- Location: Oakland County, Michigan
- Coordinates: 42°37′04″N 83°20′15″W﻿ / ﻿42.617791°N 83.337479°W
- Type: Lake
- Basin countries: United States
- Surface area: 458 acres (185 ha)
- Max. depth: 71 ft (22 m)
- Surface elevation: 928 ft (283 m)
- Islands: one
- Settlements: Sylvan Lake, Michigan, Keego Harbor, Michigan and Waterford Township

= Sylvan Lake (Michigan) =

Lake in the state of Michigan, United States

Sylvan Lake is an all-sports, 458 acre Oakland County, Michigan lake along the main branch of the Clinton River.

To the north is 74-acre Otter Lake, which joins the 458 acre Sylvan Lake, for a total of 532 acres of lake, making it the seventh largest lake in Oakland County.

The lake lies in the city of Sylvan Lake, Michigan, in Keego Harbor, Michigan and in Waterford Township, Michigan and is west of Pontiac, Michigan.
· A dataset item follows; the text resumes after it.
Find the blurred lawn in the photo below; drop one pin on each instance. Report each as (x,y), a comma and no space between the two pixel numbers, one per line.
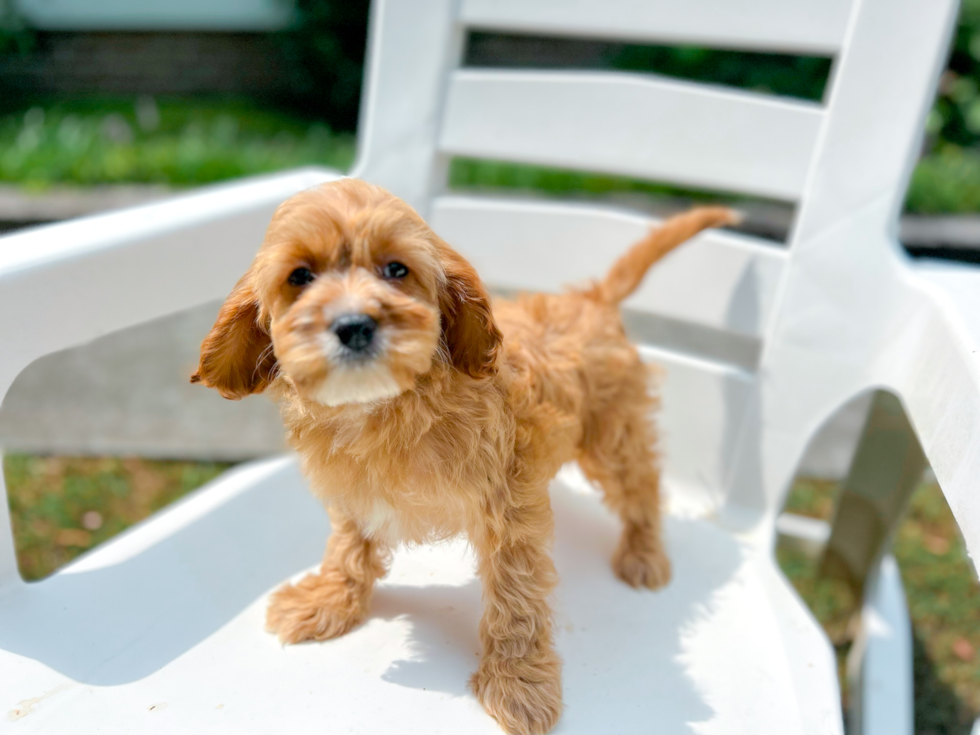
(943,599)
(187,143)
(63,506)
(180,143)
It is located north of Orchard Lake Road, south of Voorhies Road, east of Cass Lake Road and west of Telegraph Road.

Sylvan Lake connects to 12 acre Crystal Lake downstream and to 1,280 acre Cass Lake upstream, although there is a dam between the two lakes at Cass Lake Road.

==Name==
Sylvan Lake was originally two lakes; Timber Lake to the north and Pickerel Lake to the south. Around the beginning of the 20th century, the names were changed to Sylvan Lake, encompassing the former two lakes into one.

The name Sylvan means "located in the woods".

==Boat club==
Since 1912, The Oakland County Boat Club has been on Sylvan Lake. The Oakland County Boat Club is a private, not-for-profit, social club and marina.

Fireworks have been a tradition in Sylvan Lake since the late 1940s.

==Fish==
Fish in Sylvan Lake include black crappie, largemouth bass, northern pike, panfish, rock bass, smallmouth bass and walleye.